I understand that connection. I'll be setting this up for a neighbor. Suppose my neighbor decides that on occasion they want to watch TV WITHOUT the A/V Receiver on, with the connection mentioned they would not be able to watch HD programming?
How about doing HDMI from cable box to TV, and running Component Video from the A/V Receiver and HD DVD player to the TV (I realize I will need either Optical or Coaxial Sound connections for this hookup)? I think with this option they can watch HD programming at all times (with and without A/V Receiver on)?
What you're suggesting is certainly workable. For that matter you could do component from the cable box to the TV along with analog stereo and keep the cable to receiver to TV all HDMI. Either arrangement will work, and neither is necessarily better than the other. It could come down to input and ouput placement on the components, the layout of the HT entertainment unit or shelving and the lengths of the various cables.

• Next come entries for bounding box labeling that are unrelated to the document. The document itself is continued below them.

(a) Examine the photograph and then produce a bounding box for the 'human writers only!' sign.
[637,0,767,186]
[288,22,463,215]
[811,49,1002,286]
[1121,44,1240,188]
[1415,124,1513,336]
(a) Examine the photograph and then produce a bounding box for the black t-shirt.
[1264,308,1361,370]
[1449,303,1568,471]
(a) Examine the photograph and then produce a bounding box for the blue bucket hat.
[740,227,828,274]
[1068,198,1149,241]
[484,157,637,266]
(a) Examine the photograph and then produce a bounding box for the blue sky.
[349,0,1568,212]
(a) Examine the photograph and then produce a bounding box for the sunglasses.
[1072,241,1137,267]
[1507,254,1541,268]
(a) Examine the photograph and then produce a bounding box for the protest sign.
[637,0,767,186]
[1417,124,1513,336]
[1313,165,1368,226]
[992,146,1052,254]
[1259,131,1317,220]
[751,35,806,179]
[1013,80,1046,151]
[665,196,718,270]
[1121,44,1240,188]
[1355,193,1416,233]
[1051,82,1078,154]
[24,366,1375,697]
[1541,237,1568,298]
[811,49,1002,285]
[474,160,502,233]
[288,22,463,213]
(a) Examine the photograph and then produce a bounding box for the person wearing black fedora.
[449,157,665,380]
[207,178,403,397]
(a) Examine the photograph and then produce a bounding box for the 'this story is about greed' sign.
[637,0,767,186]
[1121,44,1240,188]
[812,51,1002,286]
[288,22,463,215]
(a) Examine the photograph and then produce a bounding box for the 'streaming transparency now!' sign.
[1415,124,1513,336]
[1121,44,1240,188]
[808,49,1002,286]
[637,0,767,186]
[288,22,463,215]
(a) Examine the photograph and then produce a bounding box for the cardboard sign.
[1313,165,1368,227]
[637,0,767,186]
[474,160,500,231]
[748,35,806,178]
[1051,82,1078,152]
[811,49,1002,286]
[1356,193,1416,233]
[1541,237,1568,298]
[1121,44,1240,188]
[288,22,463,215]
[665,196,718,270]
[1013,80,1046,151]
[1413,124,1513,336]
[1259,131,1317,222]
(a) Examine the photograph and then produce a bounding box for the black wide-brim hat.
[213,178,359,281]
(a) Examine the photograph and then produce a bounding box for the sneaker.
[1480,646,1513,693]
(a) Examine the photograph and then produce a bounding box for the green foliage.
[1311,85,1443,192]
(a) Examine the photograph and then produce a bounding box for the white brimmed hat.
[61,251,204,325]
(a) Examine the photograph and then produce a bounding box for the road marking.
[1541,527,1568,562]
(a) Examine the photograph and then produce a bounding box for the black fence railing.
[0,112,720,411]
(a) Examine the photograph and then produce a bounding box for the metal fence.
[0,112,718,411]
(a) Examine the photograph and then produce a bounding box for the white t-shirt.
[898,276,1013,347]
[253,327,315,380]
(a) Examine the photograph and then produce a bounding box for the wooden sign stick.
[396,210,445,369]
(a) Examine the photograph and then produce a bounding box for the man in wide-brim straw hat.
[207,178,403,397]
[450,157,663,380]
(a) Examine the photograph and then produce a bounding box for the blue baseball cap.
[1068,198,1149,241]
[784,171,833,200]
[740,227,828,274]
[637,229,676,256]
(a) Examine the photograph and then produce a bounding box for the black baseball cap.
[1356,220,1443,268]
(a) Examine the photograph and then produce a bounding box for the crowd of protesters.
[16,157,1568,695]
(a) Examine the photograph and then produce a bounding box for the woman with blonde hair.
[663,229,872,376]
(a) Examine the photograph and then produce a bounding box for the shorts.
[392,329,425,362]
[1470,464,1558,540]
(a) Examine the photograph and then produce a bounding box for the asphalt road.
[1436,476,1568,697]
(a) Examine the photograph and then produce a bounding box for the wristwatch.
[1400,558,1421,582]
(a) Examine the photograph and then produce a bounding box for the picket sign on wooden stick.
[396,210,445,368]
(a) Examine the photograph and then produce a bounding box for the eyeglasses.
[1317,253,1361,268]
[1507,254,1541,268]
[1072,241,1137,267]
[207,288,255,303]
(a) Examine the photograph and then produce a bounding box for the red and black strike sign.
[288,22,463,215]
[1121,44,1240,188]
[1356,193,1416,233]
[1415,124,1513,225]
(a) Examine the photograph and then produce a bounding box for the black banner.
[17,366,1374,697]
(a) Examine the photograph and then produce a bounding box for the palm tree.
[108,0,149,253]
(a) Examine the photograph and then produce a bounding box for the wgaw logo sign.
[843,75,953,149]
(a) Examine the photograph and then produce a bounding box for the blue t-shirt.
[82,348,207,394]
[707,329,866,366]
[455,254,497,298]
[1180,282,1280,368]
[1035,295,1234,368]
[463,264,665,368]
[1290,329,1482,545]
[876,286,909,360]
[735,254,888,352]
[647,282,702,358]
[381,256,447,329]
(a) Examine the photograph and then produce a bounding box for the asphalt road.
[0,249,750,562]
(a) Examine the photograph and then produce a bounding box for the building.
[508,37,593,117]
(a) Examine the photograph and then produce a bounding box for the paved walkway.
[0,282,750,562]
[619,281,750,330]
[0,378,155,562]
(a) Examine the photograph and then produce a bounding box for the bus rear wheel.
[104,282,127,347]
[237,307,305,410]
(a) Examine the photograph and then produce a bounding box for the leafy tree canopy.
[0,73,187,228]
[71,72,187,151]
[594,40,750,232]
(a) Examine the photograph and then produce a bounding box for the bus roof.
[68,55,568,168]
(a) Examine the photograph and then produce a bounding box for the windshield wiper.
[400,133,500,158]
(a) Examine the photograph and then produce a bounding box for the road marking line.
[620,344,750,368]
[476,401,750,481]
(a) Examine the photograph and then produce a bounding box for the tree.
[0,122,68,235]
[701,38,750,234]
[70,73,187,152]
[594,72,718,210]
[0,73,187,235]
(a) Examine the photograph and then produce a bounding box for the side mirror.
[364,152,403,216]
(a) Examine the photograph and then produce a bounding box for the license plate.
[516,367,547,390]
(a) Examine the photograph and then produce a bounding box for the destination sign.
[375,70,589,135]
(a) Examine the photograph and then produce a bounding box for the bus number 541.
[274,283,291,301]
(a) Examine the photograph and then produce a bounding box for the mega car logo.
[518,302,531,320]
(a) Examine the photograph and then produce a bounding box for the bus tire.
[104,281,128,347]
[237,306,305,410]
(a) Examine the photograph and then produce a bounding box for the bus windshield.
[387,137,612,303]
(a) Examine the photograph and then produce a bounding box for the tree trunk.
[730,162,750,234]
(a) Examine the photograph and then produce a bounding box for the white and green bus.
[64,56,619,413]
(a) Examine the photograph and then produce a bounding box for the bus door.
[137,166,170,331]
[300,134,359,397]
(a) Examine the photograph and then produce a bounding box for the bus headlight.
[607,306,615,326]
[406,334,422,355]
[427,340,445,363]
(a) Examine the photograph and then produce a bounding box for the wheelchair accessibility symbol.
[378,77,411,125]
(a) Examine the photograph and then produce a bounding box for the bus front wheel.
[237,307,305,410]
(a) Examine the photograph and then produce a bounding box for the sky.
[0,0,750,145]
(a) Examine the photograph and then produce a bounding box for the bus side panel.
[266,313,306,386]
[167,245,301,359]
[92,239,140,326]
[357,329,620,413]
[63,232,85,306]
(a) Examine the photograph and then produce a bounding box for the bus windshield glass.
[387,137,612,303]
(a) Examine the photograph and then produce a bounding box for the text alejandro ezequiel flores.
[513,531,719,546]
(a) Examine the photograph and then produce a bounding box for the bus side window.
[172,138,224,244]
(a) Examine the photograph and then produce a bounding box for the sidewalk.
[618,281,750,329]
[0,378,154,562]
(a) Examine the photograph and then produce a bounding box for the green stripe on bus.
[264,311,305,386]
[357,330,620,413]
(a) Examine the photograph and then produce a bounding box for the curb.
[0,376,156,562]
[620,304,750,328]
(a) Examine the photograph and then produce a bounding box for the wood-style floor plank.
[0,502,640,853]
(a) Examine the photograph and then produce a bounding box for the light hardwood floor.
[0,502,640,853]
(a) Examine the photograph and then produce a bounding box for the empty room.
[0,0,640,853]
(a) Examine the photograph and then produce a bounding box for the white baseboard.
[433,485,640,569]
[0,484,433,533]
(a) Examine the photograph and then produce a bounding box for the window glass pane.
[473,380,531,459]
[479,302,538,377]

I've always been set up "directly" video-wise...box (cable then, HDTV now), VCR, DVD wired to the TV...A/V receiver only used for sound. The wife hates using the receiver.
Digital Cable box and TV both have Digital Audio (Optical Out). Is it best to connect the Optical Audio Out FROM the Cable box TO the A/V Receiver or FROM the TV TO the A/V Receiver? I was going to connect FROM the Cable Box TO the A/V Receiver.
I used to have the same problem. Then I bought a Harmony activity-based remote and my wife loves it. I run everything through the receiver and my wife just has to push the "Watch TV" button on the remote and everything turns on and gets set to the correct setting.
Actually, running the optical from the TV to the receiver will result in 2.0 PCM in 99% of the TV's out there. The digital audio out on most TV's only outputs 5.1 DD from the internal ATSC tuner. All other sources are downmixed to 2.0 PCM. He should connect the optical from the cable box and not from the TV in order to get DD 5.1 from cable.